Camminando vide passare un tizio con una carriola ricolma di legna. Gli passò accanto frettolosamente un signore “troppo” ben vestito, con un grosso naso rosso in mezzo alla faccia, a cui s'incagliò la punta del soprabito su uno dei tanti tronchi da ardere accatastati nella carriola.
Il contatto tra il tronco e l'abito fu leggerissimo ma il ragazzo se ne accorse.
Sulla delicata e preziosa stoffa del soprabito rimase un filo sporgente e la tentazione fu troppo forte! Il monello si avvicinò con disinvoltura al tizio dal naso rosso, agganciò il filo sporgente con due dita e cominciò a camminare dietro di lui, lasciando che la stoffa si sfilasse velocemente.
Il gomitolo tra le sue mani aumentava e la stoffa del soprabito si scucì in pochi secondi. Prima che il tizio cominciasse a sentire freddo e si accorgesse di avere la ginocchia scoperte, e che il colore delle sue mutande diventasse di dominio pubblico, il ragazzo se la svignò nella direzione meno prevedibile.
Però restò nei paraggi per godersi la scena.
Le urla sdegnate si udirono come un’eco fino alle montagne. E le polifoniche risate della gente ancora più lontano, fin oltre il mare.

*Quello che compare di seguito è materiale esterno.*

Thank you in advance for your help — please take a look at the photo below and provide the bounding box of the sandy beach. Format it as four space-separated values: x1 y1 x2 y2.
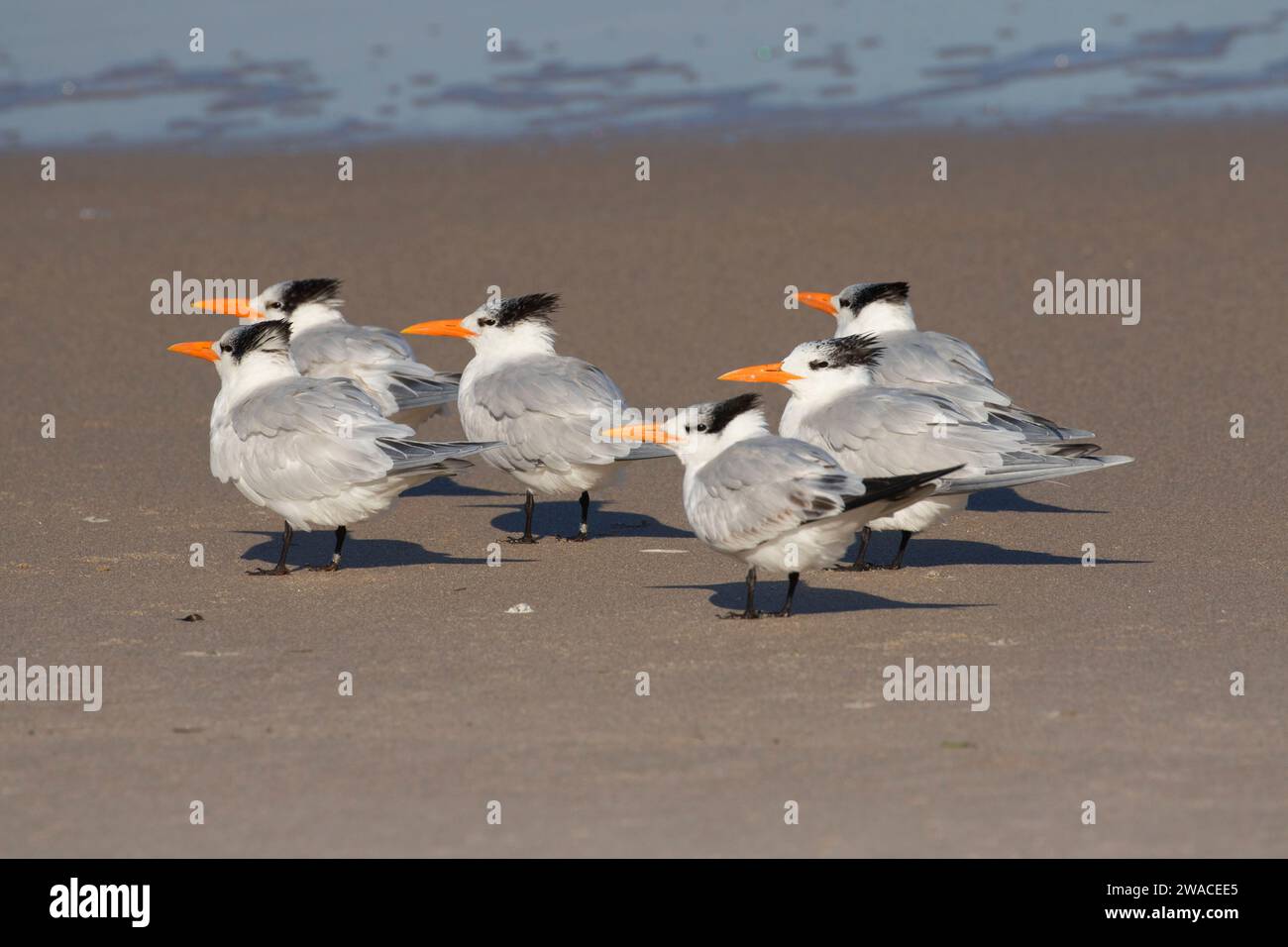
0 123 1288 857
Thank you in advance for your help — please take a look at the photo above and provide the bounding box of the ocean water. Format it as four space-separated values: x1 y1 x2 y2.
0 0 1288 149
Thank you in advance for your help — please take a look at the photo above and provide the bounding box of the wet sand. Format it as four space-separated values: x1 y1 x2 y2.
0 124 1288 857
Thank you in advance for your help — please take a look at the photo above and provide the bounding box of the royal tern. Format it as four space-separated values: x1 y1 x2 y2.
403 292 667 543
609 394 954 618
197 279 458 428
798 282 1095 441
170 320 489 576
720 335 1132 570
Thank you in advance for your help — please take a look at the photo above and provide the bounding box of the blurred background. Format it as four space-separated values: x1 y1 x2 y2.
0 0 1288 149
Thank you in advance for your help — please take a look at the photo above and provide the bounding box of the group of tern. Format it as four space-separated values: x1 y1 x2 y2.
170 279 1132 618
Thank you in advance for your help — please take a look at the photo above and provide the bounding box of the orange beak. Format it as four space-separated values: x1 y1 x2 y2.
604 424 675 445
197 299 268 320
403 320 478 339
796 292 836 316
166 342 219 362
717 362 802 385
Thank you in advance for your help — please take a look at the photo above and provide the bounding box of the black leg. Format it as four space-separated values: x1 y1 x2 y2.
832 526 876 573
309 526 349 573
510 489 537 543
564 489 590 543
246 523 295 576
886 530 912 570
720 566 760 618
774 573 802 618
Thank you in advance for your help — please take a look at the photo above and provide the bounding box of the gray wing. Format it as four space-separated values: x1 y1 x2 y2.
460 356 630 472
873 333 1012 407
291 322 459 414
798 389 1126 493
376 437 501 474
210 377 413 501
873 331 1095 443
686 437 864 552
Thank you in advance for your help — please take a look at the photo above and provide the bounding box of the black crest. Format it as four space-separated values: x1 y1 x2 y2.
708 393 760 434
282 279 340 312
494 292 559 327
810 335 885 368
232 320 291 362
841 282 909 312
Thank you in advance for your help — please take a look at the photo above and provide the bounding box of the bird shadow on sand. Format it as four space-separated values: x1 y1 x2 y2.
231 530 491 570
649 579 993 614
966 487 1109 514
398 476 507 496
473 498 693 540
845 532 1151 569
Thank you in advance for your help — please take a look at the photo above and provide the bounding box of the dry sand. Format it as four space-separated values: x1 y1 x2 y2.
0 125 1288 856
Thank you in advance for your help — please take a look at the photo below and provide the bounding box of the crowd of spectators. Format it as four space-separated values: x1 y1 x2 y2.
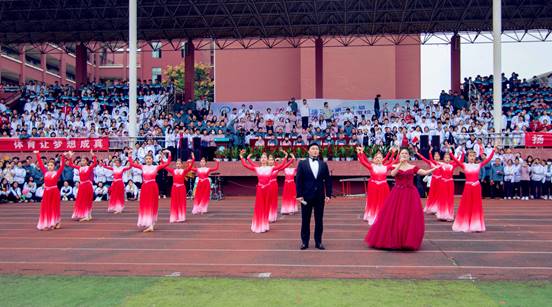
0 73 552 202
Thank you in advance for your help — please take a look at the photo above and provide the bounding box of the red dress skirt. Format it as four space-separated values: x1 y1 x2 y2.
137 179 159 227
72 180 94 219
108 179 125 212
364 180 389 225
452 181 485 232
280 179 298 214
364 167 425 250
36 185 61 230
169 183 186 223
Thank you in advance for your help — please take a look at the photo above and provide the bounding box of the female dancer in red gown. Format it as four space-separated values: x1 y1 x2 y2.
280 158 298 214
357 147 398 225
452 147 496 232
102 159 132 214
435 151 464 222
166 158 194 223
129 150 171 232
240 150 278 233
34 151 65 230
247 149 293 223
67 151 98 222
364 149 436 250
416 149 441 214
192 158 220 214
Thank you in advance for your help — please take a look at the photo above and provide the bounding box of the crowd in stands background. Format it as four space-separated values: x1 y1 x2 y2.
0 73 552 202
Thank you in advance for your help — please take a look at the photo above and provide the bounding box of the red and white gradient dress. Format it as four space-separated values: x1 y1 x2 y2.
451 150 494 232
364 166 425 250
192 161 220 214
101 165 132 213
166 161 193 223
417 152 441 214
129 153 171 227
67 156 98 219
36 153 65 230
435 154 464 222
247 159 294 223
357 153 398 225
280 167 298 214
241 158 278 233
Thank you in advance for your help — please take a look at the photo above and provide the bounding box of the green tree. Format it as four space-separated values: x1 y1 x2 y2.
163 63 215 101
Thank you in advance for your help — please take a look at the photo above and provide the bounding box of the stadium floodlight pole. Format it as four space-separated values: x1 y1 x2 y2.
493 0 502 143
125 0 138 146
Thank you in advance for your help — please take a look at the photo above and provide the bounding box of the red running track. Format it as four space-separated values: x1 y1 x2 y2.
0 197 552 280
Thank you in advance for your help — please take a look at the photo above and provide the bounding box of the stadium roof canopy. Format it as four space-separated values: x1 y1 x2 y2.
0 0 552 44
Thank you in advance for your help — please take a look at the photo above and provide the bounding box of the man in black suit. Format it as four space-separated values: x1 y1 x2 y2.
295 143 332 250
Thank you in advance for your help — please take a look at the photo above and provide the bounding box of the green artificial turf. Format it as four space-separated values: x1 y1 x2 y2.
0 276 552 307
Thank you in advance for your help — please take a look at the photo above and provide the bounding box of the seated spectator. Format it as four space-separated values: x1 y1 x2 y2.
125 180 138 201
59 181 75 201
94 182 108 201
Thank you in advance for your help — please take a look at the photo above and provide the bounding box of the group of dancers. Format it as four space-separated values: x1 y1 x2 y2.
35 147 494 250
35 150 219 232
357 147 496 250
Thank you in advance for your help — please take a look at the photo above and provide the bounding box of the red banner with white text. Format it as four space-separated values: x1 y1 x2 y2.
525 132 552 147
0 138 109 152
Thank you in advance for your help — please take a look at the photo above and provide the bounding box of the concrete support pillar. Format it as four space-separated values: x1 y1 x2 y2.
314 37 324 99
493 0 502 133
184 39 195 101
450 33 461 93
75 43 88 86
19 45 27 85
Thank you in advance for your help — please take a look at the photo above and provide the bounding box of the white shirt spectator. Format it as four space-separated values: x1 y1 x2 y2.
531 163 546 181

«Chi ha osato!» Il tizio elegante si coprì inutilmente il didietro con entrambe le mani, sbraitando come un cane rabbioso. Il suo naso non avrebbe potuto essere più rosso e anche le orecchie erano addirittura porpora .
Che spasso!
«Tu! Hai visto chi è stato? E tu?»
«No, signore. Proprio no».
«Io non ho visto nulla».
«Mi dispiace, non saprei».
I malcapitati presenti che vennero assoggettati al bizzarro interrogatorio si sforzavano di non ridere.
«Se lo scopro, se lo scopro… morirà».
Ma io di certo non ho intenzione di andarmi a presentare.